Chronic illness is a forced, unexpected, life-long commitment/long term relationship to a stranger.
Suddenly ALL of your needs and functions have to be altered to fit with what your partner needs. You will go as far as to change your diet, activities, and even schedule your bathroom breaks - all determined by this new partner who you have never even heard of before.
It's like signing a relationship agreement with Sheldon Cooper... with the clause at the end that states:
"The partner reserves the right to change this agreement in part or in its entirety without the consent, consultation, or knowledge of the signer."
Not only that, but every relationship has 'stages' right? Sometimes your spouse and you decide to try a new diet for health purposes or to feel better. Sometimes you commit to a new gym routine or activity. Sometimes you pledge to do something special now and then, even if you're having issues, to just pretend that everything is fine and there are no problems in the relationship.
Sometimes, if you are stark-raving mad at each other but have a function coming up, you totally put on a face and pretend that you are more in love than ever.

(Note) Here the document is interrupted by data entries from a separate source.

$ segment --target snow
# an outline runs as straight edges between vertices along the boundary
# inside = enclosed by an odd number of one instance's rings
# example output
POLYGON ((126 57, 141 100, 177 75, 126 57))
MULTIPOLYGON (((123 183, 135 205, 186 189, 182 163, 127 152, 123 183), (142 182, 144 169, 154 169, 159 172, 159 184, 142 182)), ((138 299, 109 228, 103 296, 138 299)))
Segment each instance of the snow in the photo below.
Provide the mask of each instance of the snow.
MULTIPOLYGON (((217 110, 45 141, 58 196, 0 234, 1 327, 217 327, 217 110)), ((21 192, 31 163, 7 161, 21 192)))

You also pretend to be okay with decisions made by your partner that affect you in every way.
So what if your partner dictates where and how you live?
So what if your partner causes you physical and mental pain on a daily basis?
You are in this for life - and you need to learn how to cope with everything. You have no choice but to stay in this relationship, no matter how actually toxic it is. You have no choice. This is a lifetime commitment that you did not choose.
Welcome to your new relationship. You now have to work together to find the best balance in your life.